8 Lat w niej się uczyłam. Dobrze ja wspominam, do tej pory pamiętam jakie smakołyki nam gotowali za komuny, nigdy nie czułam że czegoś było brak i nauczyciele nie mieli tak dużo pojęcia o psychologii dziecięcej w 80-90s latach, ale to takie były czasy w Polsce. Nauczyciele dobrzy byli tylko że kompleksy na życie jeśli chodzi o naukę tworzyli bo srodzy i zamiast pasję do nauki wpajać to się człowiek stresował no ale jeszcze raz takie to były czasy, mam nadzieje że nowe pokolenia nauczycieli inaczej podchodzą do tego. Pamiętam kościół nigdy niczym innym nie był tylko sala gimnastyczna. Mała szkoła ale nostalgie mam i tęsknie nie mieszkając już w kraju.
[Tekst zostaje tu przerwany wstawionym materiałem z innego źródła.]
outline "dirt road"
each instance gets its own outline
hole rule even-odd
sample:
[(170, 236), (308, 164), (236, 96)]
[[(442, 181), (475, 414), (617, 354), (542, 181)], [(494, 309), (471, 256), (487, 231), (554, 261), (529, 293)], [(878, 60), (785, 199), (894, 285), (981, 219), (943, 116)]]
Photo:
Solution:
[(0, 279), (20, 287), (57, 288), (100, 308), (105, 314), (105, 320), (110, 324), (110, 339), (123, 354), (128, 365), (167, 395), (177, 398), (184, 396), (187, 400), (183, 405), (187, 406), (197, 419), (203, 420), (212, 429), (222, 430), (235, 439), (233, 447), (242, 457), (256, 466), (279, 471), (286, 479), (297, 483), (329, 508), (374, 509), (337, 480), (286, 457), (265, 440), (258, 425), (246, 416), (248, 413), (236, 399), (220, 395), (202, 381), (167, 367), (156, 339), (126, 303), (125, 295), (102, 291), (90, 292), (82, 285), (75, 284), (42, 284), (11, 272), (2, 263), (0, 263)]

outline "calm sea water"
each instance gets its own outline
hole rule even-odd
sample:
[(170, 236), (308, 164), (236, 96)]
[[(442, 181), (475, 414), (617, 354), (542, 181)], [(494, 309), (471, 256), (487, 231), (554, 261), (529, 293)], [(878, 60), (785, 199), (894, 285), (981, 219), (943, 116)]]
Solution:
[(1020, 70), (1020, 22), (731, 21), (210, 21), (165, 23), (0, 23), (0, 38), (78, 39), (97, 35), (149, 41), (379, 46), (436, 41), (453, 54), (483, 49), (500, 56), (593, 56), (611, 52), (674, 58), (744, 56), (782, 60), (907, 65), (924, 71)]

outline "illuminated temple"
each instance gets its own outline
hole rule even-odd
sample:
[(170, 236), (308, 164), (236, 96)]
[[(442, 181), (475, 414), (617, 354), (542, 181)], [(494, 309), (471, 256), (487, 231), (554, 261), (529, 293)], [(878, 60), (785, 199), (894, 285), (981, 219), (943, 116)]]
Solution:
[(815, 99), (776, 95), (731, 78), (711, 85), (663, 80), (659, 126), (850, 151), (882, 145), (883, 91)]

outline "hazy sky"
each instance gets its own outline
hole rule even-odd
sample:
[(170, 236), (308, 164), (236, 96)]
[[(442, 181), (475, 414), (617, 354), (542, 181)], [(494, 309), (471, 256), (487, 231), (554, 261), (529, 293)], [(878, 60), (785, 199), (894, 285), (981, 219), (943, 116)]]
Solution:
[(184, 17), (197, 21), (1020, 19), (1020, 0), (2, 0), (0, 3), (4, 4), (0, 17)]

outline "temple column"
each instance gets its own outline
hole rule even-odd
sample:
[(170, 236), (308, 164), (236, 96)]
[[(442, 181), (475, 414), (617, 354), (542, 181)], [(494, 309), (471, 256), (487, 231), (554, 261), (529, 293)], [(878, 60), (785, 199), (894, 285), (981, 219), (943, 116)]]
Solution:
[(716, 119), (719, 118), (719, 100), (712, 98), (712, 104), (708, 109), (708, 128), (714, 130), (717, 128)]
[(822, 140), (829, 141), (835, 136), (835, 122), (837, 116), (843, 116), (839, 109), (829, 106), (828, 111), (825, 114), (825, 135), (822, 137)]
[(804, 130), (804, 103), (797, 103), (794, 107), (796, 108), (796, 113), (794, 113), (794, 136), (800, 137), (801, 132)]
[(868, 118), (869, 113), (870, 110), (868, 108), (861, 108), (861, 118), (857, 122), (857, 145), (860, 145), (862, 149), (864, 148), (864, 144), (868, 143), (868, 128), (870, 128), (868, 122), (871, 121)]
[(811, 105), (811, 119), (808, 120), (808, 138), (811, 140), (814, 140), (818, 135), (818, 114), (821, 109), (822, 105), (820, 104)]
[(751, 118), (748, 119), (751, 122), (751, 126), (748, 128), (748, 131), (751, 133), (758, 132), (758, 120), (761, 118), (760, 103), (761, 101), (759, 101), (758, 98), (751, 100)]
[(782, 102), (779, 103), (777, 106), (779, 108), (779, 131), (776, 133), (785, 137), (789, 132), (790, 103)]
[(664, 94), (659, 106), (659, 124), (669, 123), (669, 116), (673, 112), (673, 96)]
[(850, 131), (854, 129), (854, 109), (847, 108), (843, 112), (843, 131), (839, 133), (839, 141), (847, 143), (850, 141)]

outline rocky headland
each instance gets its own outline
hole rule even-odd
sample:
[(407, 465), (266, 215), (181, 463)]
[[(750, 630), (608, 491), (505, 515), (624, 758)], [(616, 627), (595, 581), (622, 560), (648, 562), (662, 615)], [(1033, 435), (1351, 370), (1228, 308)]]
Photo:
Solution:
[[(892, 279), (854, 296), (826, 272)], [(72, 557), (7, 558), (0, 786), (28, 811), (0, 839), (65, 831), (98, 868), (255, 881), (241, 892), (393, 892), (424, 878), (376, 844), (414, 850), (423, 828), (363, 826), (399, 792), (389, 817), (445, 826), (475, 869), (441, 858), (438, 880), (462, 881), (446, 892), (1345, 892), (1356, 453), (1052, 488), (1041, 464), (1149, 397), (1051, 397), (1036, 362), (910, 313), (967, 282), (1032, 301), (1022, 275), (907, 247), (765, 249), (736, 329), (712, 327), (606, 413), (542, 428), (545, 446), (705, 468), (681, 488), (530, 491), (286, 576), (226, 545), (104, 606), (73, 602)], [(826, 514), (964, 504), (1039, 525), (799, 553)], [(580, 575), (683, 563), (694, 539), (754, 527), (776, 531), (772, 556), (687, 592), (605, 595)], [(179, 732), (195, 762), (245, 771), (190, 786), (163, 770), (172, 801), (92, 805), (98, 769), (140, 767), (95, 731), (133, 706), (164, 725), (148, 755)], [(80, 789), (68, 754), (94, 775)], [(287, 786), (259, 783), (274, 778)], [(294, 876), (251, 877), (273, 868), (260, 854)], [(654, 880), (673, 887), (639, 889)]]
Generalnie to maśniutkto tu. sowite obiadki, lecz nie zawsze smaczne. słyszałem, że pani dyrektotr bardzo lubi schabowe, więc pewnie dlatego na obiadach tak często jest mięso. Szanowna pani Hanna tworzy własną armię, zwaną haniakami, serdecznie polecam, jak córka wróciła po 1 dniu szkoły to umiała już strzelać z karabinu ak-40 i wiatrówki. polecam.
Spotkałam tam naprawdę przemiłych ludzi i cudownych nauczycieli z którymi zawsze można było się dogadać i mile współpracować podsumowując cudowna atmosfera i będę miło wspominać
Jako turystka oceniam budek i otoczenie.A jest urokliwie.Budynek bardzo ładny.I uliczka, deptaczek z roślinnością w donicach i wygodnymi ławkami.Przyjemne miejsce.